The logs you provide make it look like an IAM permission issue, eg the IAM role is assumed but the roles permissions are invalid? Unless its not assuming IAM roles for service account at all (judging by name ofarn:aws-cn:sts::my_account_id:assumed-role/eks-main-base-worker, is this the node/instance role?)so updating your service account annotations to:
apiVersion: v1 kind: ServiceAccount metadata: name: kubernetes-external-secrets namespace: "default" labels: app.kubernetes.io/name: kubernetes-external-secrets annotations: eks.amazonaws.com/role-arn: arn:aws-cn:iam::${account_id}:role/kubernetes-external-secrets eks.amazonaws.com/audience: sts.cn-northwest-1.amazonaws.com.cnMight help, but I'm just guessing here :)
Well, this looks relevant, I'll try.
it still doesn't work by adding eks.amazonaws.com/audience: sts.cn-northwest-1.amazonaws.com.cn, I have to use AWS_ACCESS_KEY_ID and AWS_SECRET_ACCESS_KEY instead.

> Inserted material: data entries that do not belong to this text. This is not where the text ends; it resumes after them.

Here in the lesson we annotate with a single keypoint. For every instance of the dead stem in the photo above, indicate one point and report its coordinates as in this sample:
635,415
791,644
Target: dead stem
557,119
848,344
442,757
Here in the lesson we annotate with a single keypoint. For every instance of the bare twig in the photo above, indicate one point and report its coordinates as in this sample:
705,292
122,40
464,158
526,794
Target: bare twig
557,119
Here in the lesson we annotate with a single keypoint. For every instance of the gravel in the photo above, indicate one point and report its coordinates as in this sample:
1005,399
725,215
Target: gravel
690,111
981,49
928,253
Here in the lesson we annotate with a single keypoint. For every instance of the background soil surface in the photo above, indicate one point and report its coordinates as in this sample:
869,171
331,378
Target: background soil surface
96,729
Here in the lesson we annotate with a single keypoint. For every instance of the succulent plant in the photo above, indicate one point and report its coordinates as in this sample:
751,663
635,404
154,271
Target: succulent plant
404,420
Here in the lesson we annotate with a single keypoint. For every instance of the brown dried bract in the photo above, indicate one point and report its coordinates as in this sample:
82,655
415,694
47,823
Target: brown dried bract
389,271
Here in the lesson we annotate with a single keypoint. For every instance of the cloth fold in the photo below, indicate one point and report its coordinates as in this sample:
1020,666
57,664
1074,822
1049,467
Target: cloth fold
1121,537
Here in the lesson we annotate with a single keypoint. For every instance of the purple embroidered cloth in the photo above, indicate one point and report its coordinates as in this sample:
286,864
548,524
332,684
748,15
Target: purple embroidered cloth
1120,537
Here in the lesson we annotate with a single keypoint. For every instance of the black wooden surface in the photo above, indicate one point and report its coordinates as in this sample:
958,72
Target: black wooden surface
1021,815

@Flydiverny this is a set up using service account with IAM role. The role that I am using is configured the way @yongzhang configured his with trust relationship. is external secret app using aws sdk? like i mentioned in my first comment, this works with using kube2iam, but we are trying to move away from kube2iam. we are now using service account with iam role for authenticating to aws resources.
@yongzhang how did you deploy using aws access key and id?
@yongzhang how did you deploy using aws access key and id?
I use terraform, so simply to create an IAM user with policies to access ssm, and create a kubernetes secret for aws access key id and secret, and finally let external secret pod retrieve envs from secret, this is a bit complex, I think if you can use kube2iam then use it.
@yongzhang yeah im better off using kube2iam for the mean time.
I have the same issue and I got this error:
{"message":"Missing credentials in config","code":"CredentialsError
I want to use credentials, please, any workaround on this
I fixed with:
securityContext: fsGroup: 1000the to the fact the node process is running with uid and gid 1000 inside the container
Originally posted by @c4m4 in #597 (comment)
Please try the same here if this resolves the issue!
@Flydiverny that worked flawlessly! thank you!!!
@Flydiverny that worked flawlessly! thank you!!!
Are you using China accounts? Did you add eks.amazonaws.com/audience: sts.cn-northwest-1.amazonaws.com.cn to service account?
This issue is stale because it has been open 90 days with no activity. Remove stale label or comment or this will be closed in 30 days.
This issue was closed because it has been stalled for 30 days with no activity.